Emir Kusturica has shown the ability to adapt. He was one of the bright young filmmakers of Yugoslavia—and then there was no Yugoslavia. And even before his country cracked apart, he was always living in multiple modes. Kusturica was raised in Sarajevo in a secular Muslim family of Serbian origin—this in a time when Sarajevo was a thriving multi-cultural hub of the Balkans. He studied film in Prague at a school that had numbered Milos Forman and Milan Kundera among its faculty. When Yugoslavia dissolved, he gained attention for movies—such as Underground and Black Cat, White Cat—that seemed to satirize the civil war that followed, often set to the madcap tempo of Gypsy music.
As shown in Giorgio Bertellini’s compact and insightful critical analysis, Emir Kusturica (published by University of Illinois Press), the director has always worked from “a combination of formal irreverence, comedy and romanticism.” Bertellini also puts it another way: Kusturica’s films “have revolved around a poetic core… in a dialogue with pressing historical concerns.” A prominent theme in many of his films is the pressure of outside forces in triggering ethnic violence, a topic he already explored years before the Yugoslav civil war of the ‘90s. His characters are often on a journey or end on one; his visual strategies including framing through windows and doorways and the arrangement of symbolic objects such as icons or signs.

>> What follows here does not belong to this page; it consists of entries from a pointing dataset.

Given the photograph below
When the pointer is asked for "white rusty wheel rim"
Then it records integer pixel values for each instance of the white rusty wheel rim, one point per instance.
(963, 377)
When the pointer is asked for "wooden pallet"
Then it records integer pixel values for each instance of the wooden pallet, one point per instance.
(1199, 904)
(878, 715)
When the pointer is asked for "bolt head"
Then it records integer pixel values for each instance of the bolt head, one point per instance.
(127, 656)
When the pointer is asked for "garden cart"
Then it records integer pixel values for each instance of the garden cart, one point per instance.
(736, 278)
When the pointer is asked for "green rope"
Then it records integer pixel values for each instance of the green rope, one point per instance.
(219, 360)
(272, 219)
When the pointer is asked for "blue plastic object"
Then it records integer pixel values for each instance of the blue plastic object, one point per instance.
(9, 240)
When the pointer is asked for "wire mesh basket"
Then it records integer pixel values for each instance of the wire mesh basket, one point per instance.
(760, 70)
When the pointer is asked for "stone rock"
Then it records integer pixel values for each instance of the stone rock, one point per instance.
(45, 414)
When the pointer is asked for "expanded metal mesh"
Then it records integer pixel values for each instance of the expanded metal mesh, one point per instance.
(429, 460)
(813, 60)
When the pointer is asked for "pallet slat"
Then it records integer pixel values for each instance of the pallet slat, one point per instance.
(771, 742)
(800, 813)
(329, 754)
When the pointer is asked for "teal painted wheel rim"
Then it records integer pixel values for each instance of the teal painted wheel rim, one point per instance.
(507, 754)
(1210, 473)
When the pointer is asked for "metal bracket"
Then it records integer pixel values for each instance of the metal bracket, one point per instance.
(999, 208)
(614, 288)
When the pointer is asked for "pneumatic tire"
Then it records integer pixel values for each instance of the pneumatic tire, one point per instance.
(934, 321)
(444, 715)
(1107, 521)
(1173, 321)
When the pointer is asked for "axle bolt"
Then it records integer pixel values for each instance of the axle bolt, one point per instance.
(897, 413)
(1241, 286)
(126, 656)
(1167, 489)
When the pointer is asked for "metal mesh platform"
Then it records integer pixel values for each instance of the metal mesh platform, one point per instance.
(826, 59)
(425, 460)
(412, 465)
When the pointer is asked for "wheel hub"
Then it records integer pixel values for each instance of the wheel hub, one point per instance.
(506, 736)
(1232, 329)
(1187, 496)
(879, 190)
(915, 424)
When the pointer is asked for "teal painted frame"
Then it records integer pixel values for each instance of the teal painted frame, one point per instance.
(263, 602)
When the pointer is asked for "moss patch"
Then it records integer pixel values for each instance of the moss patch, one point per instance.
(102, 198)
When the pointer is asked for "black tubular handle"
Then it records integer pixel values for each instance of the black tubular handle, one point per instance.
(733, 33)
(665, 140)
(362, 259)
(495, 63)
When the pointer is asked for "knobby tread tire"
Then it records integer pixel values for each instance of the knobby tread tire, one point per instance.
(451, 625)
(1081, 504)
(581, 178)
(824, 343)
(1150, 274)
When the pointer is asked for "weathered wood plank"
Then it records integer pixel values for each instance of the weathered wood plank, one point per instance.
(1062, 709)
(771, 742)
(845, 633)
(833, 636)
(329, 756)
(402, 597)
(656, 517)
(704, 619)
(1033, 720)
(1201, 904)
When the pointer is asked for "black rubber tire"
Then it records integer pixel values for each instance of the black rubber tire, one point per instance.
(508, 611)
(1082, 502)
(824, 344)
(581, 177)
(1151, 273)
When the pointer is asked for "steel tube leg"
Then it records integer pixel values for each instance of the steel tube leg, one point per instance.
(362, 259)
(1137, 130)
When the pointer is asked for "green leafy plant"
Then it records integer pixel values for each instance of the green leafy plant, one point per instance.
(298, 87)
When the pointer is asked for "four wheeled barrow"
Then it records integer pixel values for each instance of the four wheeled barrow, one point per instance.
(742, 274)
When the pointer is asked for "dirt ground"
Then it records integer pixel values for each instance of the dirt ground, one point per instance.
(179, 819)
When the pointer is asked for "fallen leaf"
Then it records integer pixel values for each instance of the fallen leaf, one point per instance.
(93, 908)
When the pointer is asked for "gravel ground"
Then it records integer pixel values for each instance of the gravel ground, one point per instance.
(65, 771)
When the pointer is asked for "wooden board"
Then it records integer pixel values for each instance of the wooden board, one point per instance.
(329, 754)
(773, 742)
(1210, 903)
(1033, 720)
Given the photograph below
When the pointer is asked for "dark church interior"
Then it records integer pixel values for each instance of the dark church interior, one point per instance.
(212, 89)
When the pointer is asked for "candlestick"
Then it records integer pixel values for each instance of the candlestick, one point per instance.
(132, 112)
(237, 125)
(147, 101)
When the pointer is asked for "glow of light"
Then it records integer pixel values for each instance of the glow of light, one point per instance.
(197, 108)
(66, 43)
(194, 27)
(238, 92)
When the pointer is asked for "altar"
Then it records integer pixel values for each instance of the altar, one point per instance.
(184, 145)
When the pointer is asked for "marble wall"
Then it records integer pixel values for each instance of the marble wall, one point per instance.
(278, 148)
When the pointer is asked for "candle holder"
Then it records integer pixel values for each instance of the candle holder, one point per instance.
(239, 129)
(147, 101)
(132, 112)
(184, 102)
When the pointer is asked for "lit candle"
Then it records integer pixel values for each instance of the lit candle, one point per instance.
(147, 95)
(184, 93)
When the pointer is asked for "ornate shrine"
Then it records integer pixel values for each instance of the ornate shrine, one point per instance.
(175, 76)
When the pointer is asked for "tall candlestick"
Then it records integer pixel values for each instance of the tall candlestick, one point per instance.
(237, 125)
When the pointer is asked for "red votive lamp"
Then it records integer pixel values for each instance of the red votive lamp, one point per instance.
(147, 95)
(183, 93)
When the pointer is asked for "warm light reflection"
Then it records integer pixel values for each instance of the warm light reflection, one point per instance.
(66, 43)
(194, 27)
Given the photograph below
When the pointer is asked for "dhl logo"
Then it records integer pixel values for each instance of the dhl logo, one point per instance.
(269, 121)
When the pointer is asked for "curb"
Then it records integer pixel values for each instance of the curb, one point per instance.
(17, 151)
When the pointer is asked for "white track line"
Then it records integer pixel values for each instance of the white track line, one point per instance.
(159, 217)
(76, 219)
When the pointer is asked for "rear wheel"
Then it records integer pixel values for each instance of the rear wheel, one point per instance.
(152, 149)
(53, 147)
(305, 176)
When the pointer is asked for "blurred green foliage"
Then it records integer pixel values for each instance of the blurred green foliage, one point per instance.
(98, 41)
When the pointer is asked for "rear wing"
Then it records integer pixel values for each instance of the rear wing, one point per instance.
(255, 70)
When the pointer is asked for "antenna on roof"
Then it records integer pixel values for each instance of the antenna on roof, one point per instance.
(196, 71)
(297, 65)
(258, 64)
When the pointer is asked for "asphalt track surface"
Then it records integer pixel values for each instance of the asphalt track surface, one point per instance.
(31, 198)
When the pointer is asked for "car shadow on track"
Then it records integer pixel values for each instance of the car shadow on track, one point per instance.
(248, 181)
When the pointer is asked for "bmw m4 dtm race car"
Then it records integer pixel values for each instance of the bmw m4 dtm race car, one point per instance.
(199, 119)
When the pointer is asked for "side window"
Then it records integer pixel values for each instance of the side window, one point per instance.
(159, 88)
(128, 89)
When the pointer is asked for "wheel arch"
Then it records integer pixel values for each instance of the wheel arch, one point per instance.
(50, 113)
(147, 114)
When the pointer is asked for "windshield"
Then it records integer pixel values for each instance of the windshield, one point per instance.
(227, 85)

Although he is known in the U.S. mostly by film buffs, Kusturica comes out of a cultural context larger than motion pictures. A guitarist with Belgrade’s No Smoking Orchestra, Kusturica doesn’t hear music as incidental to his films, but integral. Bertellini locates Kusturica’s identification with a Yugoslav youth movement of the 1980s, the New Primitives, whose “poetics of ironic rebellion” mixed avant-garde experimentation with local culture. Anti-ideological, embracing paradox and irony, the New Primitives rejected Communist orthodoxy and Western modernism. One of the most familiar manifestations of this movement was the Slovenian punk band Laibch, which “targeted the ideology of past and present totalitarian regimes through a provocative over-identification with their rituals, slogans, and idioms.” Kusturica followed much the same path in his best-known film, Underground.